Iii Las historias del cine ponen a “Generación” como la primera de esas películas y excluyen a “Lotna” de ese elenco, que se reduciría así a una trilogía. Me parece sin embargo que “Generación” se asentaba todavía en los parámetros del relato estalinista de la historia reciente de Polonia, que era inmadura y que escapaba a la complejidad de los puntos de vista que Wajda explayó en sus películas inmediatamente posteriores para abordar el mismo tema. “Lotna”, por otra parte, es una nueva crítica, más clara, más directa, pero un tanto artificiosa y redundante, al temperamento romántico polaco, caracterizado aquí por una yegua que pasa de mano en mano a medida que sus jinetes van cayendo en el primer mes de la guerra con Alemania.

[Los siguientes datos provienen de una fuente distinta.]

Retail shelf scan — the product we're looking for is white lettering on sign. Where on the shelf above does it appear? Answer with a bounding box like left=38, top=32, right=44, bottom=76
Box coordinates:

Digo artificiosa porque la famosa carga de la caballería polaca contra los tanques alemanes que sirve de núcleo anecdótico a película para fustigar al sentido de la épica polaca, nunca existió; fue un invento de la propaganda.

 

[1] Los polacos utilizaron las cloacas, en la última fase de la batalla por Varsovia, para comunicar entre sí a las zonas que habían sido rodeadas por los alemanes y escapar –provisoriamente- a su destino cuando uno de esos reductos era aplastado.